This is not the article I meant to write.

In the spring of 2016, I sat down to write an article for a local publication.  This is not the article I meant to write. I had put aside some time in the afternoon to polish up a different article and to submit it.  Instead, I spent the afternoon at a crash site and then in a hospital.  My then-seventeen year old son was in a horrible car accident that he walked away from.  We were beyond lucky that day.  Airbags and seat belts saved lives- not just random lives but my boy’s life. 

As the day unfolded, and we were assured that bumps and bruises were his injuries, my husband and I  started getting down to the business end of the crash.  What will the insurance cover?  Where will the car be towed?  And then, given what I do, I thought about the bullet we dodged.  What if he had been seriously injured or died? 

As it turns out, I have some advice and a few things to say.  This is the article I wrote.  It is still good advice, 6 years later.   

  1. Who is in charge of my minor child’s medical care?  If your child is under age 18, you as a biological or adoptive parent have a right to act on behalf of your child and make arrangements for care.  That means you get to choose which hospital, which doctor and within guidelines, which course of treatment or non-treatment you will be taken.  Each parent shares in this right equally.  If you and your spouse, or former spouse, do not agree, then Houston, we have a problem.  If you are divorced or divorcing, try to have the documentation specify who is in charge of medical matters.  My advice, get it in writing and have discussions.  Remember to co-parent, even past the divorce. 
  • If my child is over age 18, am I still in charge?  For an adult child, your rights are less clear.  Although the Healthcare Surrogate Act provides that you may act (in concert with any other parent) on behalf of the child, your right to act has limitations.  I can not stress enough that your child needs to sign a Power of Attorney for Healthcare on their 18th birthday.  My son did.  On his actual 18th birthday, shortly after the accident, he came to my office to sign the power of attorney, a HIPAA Authorization allowing me access to medical records and a Living Will which sets forth his wishes related to end of life decisions and a Power of Attorney for Property so I can make financial decisions for him as needed.  Each of these documents lists our back up agents.  We have a plan.
  • If my child is injured and loses capacity before age 18- what then?  For special needs children or people over the age of 18 without adequate mental state, the only way we solidify our rights to make decisions for them is through a guardianship proceeding.  You want to avoid guardianship court unless you really need it.  Get the Powers of Attorney signed if at all possible while the person in question has good mental state.   Again, my boy signed on his 18th birthday. If you need to go to guardianship court, understand the process first by hiring a capable attorney. Understand your rights and your needs.  There are many options to guardianship.  Make sure you understand your choices. 
  • What will my insurance cover?  After the dust settled, my son was released from the hospital, and bits of my son’s car were scraped off the road, my husband and I started to worry about the financial side of the accident.   What if insurance does not pay for the replacement of the car?  After some hectic calls, we had a big sigh of relief.  We bought GAP coverage.  It literally will pay the gap between the insurance payment and the loan amount, if there is one. My advice, know your insurance coverage and check that coverage annually.  Make sure you know your risks and are what items are covered in the event of a loss.
  •  Are the First Responders taking the right steps for our family?  Maybe, maybe not.  At the crash scene the EMTs were helpful and kind and really looking out for our son and the other people involved in the crash.  But the car was towed by a random service to a place that charges a high daily storage fee that my insurance will not cover.  We found that out by digging in that night.  We quickly had to arrange to have the car moved.  The goal of the people working the crash was, not surprisingly, to ensure that the site was cleaned up.   Don’t assume that those on the scene care about what is in your best interest.  Know your insurance company well and make sure that they have your back.     
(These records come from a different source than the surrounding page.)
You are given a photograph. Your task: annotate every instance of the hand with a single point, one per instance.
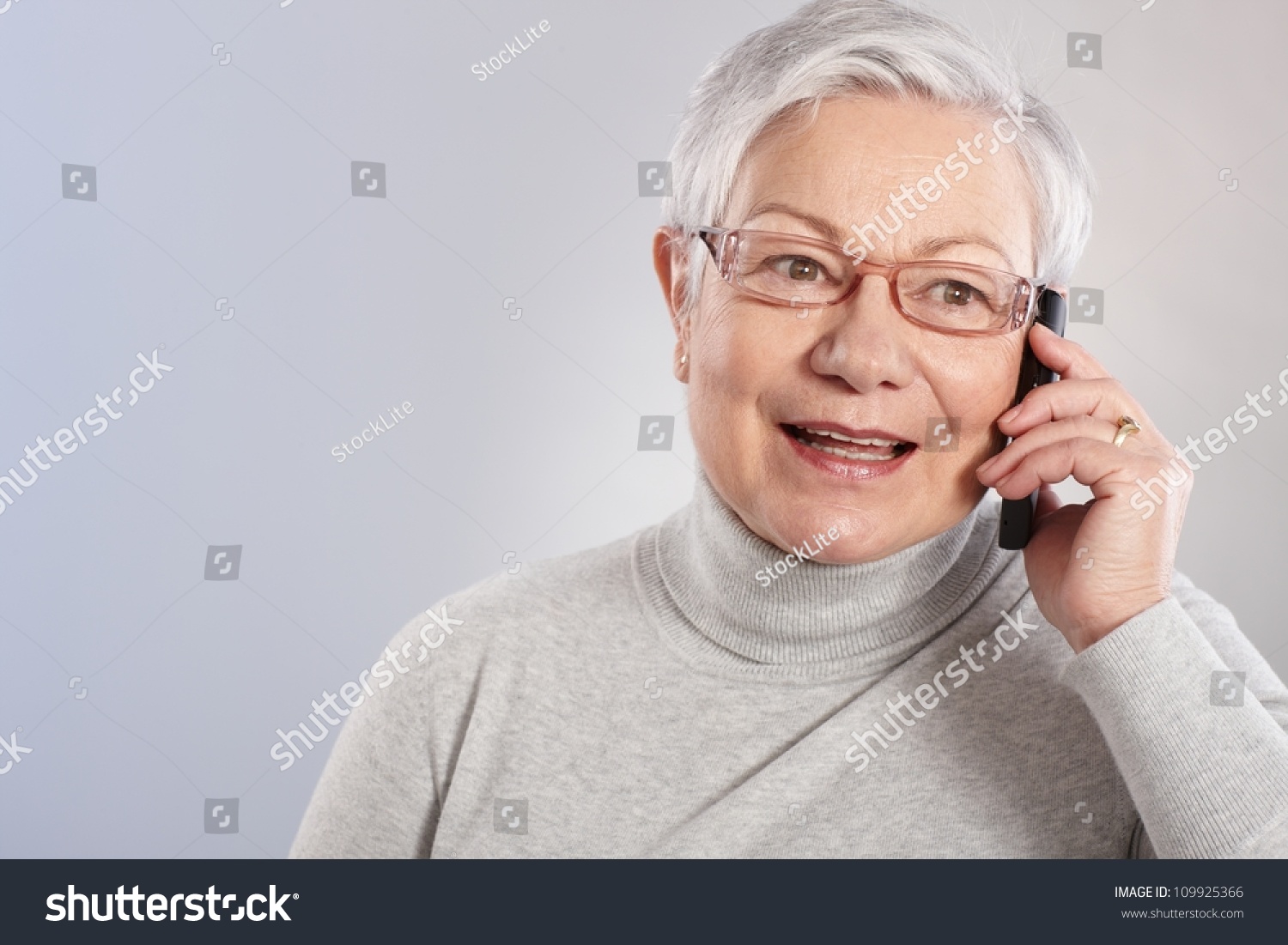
(1066, 429)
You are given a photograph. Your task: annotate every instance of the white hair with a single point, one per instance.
(868, 49)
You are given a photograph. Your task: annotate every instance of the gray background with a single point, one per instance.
(234, 182)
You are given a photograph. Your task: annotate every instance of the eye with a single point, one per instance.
(953, 293)
(799, 268)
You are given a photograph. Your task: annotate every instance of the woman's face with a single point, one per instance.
(759, 373)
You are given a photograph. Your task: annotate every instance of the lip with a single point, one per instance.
(853, 470)
(865, 434)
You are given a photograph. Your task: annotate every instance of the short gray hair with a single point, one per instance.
(868, 49)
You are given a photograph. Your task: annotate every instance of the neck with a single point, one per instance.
(811, 620)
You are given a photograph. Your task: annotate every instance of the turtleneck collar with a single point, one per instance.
(818, 621)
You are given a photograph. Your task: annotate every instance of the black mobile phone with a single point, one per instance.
(1017, 522)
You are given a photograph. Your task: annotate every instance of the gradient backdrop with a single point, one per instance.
(314, 211)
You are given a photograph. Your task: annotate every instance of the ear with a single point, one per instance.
(670, 263)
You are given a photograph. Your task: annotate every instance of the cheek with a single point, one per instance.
(979, 385)
(733, 365)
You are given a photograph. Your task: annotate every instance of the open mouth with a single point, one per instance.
(866, 448)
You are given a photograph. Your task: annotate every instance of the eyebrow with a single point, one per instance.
(927, 247)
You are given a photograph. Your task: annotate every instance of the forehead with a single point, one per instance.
(845, 167)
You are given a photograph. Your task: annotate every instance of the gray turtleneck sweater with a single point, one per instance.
(654, 698)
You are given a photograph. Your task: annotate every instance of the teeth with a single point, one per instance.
(847, 453)
(871, 442)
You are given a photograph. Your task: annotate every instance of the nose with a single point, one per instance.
(866, 342)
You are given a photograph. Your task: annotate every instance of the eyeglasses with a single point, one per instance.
(951, 298)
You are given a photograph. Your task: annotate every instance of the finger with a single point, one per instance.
(1048, 502)
(1069, 427)
(1105, 469)
(1066, 358)
(1104, 398)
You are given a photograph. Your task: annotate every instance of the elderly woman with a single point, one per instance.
(827, 653)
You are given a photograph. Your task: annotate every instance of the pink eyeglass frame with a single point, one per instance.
(724, 251)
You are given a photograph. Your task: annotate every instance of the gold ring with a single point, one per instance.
(1126, 427)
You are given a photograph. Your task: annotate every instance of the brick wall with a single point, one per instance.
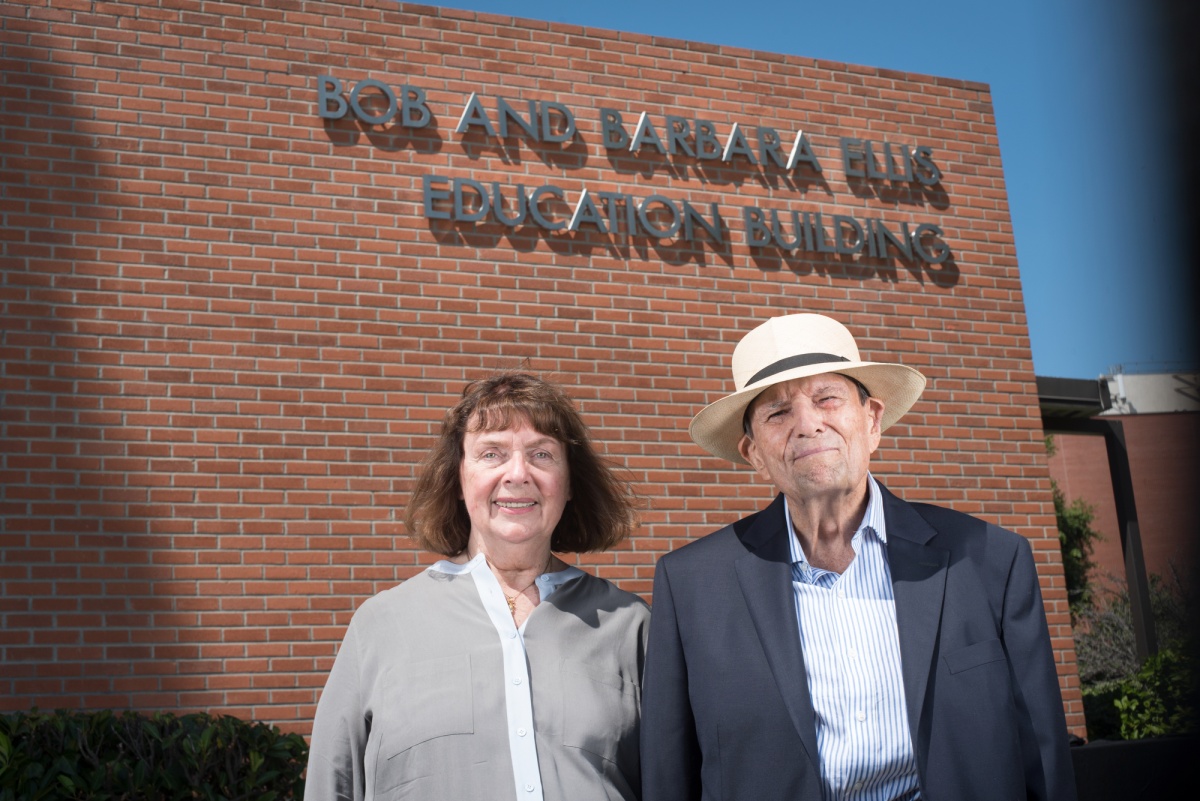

    The police offices at the scene were a different story altogether.  I naively assumed that they were there to help.  Instead, they bullied me, were actually not only rude but dismissive, and ransacked my son’s car and backpack.  There was nothing to be found and so they found nothing.  Our son was simply going back to school after lunch at home.  He had nothing in the car or on his person that he needed to hide.  But if he did, I should have pushed back and asked why the car was being searched.  I, a licensed practicing attorney, did not realize what they were doing until it was over.  I was shaken and worried and not about the car, but about my son.  I should have called a person with a cooler head to the scene.  In fact, I would have been a good choice, but not when it is my kid in the car crash.

Last but not least, tell your family you love them every day.  Do not grumble as you pack the lunch.  Send them off into the world loved and protected.  We bought our son another Chevy shortly after the crash. We stuck with the same kind.   That car gave its life for my boy.  From the front crumple zone to the many air bags deployed, to the steel cage he sat in, it was a good choice.